Judul Buku                    : Agama Saya adalah Uang
Penulis                         : Nurudin
Penerbit                        : Intrans Publishing, Malang
Cetakan                        : Pertama, 2020
Tebal                            : xvi + 182 halaman

“Uang adalah alasan kita untuk berkelahi,” demikian keyakinan Karl Marx. Pandangan tersebut sepintas menyederhanakan masalah. Juga menafikan aspek lain dalam kehidupan. Namun jika ditelusuri lebih jauh, Marx tidak berlebihan. Sebab, menurut pemikir sosial yang lahir 1818 (setahun setelah pemikir ekonomi David Richardo menulis  The Principles of Political Economy) itu, uang adalah bagian penting dari ideologi. Bahkan menjadi ideologi itu sendiri.

Pandangan Marx tentang uang dapat ditelusuri lewat karya monumentalnya, Das Kapital. Di buku yang terbit tahun 1867 tersebut, Marx menjelaskan bahwa fenomena kapitalisme dapat dicermati dari bekerjanya uang, modal, dan komoditas. Uang dan modal adalah penggerak dari komoditas. Tapi dalam perjalanan waktu, karena sifatnya yang lebih fleksibel, uang menjadi faktor utama yang menentukan  bekerjanya kapitalisme. Alhasil, membicarakan kapitalisme adalah membicarakan uang. 

Jauh sebelum Marx menulis Das kapital, Adam Smith yang dikenal “Bapak Kapitalisme” meluncurkan The Wealth Of Nations (1776).
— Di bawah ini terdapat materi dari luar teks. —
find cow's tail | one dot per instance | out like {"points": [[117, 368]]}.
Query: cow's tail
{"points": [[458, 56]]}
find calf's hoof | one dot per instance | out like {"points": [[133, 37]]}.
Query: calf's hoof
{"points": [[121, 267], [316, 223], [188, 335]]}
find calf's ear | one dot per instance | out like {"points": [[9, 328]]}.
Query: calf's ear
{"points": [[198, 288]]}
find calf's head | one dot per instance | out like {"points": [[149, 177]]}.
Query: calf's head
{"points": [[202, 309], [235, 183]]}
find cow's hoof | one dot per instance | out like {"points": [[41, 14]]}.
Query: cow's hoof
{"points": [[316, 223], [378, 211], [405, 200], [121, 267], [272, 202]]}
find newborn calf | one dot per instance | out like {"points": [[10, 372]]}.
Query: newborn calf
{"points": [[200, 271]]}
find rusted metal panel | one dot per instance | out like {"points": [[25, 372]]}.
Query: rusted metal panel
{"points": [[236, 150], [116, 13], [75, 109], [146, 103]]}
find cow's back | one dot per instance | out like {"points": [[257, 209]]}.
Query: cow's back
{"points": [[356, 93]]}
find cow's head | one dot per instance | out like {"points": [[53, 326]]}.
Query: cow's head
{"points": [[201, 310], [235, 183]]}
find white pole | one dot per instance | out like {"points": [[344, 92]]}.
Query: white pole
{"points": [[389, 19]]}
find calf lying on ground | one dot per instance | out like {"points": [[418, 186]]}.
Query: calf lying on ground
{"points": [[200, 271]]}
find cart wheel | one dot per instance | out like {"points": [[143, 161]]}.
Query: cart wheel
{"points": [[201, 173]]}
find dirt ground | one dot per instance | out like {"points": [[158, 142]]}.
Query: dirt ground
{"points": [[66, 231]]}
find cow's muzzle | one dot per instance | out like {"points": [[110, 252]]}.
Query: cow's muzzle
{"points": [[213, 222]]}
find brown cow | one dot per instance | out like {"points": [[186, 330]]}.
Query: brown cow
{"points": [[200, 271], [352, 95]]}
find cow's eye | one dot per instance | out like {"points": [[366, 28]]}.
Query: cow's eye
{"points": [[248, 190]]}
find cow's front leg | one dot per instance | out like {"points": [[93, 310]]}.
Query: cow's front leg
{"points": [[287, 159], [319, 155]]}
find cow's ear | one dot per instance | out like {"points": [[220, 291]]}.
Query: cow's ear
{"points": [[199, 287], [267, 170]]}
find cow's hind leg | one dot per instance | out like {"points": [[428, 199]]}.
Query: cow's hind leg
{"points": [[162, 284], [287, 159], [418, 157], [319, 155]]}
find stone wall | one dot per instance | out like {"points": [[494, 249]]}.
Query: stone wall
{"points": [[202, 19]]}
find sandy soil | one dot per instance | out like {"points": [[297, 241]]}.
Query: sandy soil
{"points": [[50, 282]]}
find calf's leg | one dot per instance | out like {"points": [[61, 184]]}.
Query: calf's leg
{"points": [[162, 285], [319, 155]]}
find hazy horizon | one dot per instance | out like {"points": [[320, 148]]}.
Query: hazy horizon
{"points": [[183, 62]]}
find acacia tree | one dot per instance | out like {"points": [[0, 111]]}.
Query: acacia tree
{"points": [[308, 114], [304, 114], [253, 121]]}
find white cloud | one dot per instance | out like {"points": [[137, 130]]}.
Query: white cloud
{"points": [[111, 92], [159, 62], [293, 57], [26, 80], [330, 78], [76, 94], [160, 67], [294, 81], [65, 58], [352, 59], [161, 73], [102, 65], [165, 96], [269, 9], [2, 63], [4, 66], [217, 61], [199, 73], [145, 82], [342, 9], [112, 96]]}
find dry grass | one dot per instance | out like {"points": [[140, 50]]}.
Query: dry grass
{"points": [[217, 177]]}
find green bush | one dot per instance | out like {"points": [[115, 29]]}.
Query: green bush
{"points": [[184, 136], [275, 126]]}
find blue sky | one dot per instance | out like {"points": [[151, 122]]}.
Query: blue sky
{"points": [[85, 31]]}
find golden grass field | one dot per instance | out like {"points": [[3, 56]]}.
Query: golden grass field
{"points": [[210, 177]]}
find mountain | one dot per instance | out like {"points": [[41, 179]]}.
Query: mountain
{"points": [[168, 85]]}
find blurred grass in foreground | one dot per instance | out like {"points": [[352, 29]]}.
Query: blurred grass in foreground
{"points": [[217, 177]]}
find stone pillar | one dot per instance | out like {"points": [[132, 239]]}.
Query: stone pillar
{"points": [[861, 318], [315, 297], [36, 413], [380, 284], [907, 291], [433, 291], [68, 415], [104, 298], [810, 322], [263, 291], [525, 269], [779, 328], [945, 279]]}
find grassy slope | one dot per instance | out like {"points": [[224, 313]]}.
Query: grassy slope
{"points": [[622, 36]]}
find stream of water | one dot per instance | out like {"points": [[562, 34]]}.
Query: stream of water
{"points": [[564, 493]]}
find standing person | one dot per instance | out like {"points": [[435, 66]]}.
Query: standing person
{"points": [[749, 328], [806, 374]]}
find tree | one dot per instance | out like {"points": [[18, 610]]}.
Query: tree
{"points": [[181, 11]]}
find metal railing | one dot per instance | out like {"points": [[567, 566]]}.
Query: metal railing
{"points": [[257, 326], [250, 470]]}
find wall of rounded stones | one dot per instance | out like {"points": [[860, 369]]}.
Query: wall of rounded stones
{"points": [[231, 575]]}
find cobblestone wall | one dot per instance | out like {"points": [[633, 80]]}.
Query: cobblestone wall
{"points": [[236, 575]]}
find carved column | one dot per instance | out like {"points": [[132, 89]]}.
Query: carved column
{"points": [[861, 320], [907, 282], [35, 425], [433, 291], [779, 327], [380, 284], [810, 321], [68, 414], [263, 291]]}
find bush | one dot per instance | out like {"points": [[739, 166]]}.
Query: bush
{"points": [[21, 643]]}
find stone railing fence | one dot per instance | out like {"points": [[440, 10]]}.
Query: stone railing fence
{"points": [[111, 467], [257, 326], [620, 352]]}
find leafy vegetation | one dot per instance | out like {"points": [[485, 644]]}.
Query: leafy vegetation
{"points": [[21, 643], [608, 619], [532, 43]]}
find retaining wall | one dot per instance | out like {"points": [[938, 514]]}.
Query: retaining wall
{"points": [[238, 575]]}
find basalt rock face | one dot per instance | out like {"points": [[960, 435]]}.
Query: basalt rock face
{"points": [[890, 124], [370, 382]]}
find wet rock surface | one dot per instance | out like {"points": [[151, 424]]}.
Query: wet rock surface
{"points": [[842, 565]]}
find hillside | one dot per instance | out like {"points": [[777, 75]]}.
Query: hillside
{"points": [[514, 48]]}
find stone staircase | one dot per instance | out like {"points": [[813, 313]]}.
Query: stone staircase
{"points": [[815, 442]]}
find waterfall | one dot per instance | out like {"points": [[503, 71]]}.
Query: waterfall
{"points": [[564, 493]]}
Buku ini mencerminkan ideologi kapitalisme klasik, di mana salah satu ajarannya “laissez faire” dengan invisible hand-nya (mekanisme pasar). Sejak itu kapitalisme mulai menancapkan pengaruhnya di Eropa, untuk kemudian menjalar di sejumlah negara yang ada di belahan benua lainnya.

Buku berjudul Agama Saya adalah Uang ini secara tersurat tidak mengacu pada pandangan Marx, David Richardo maupun Adam Smith. Buku ini juga memilih menggunakan istilah agama, dibanding ideologi, untuk menunjukkan kuatnya peran uang dalam kehidupan saat ini. Tapi apakah itu istilah ideologi atau agama, intinya sama: memosisikan uang sebagai sentral atau tujuan dari aktivitas manusia modern. Lebih menarik lagi, dalam buku ini analisis dikaitkan dengan dinamika sosial-politik yang terjadi.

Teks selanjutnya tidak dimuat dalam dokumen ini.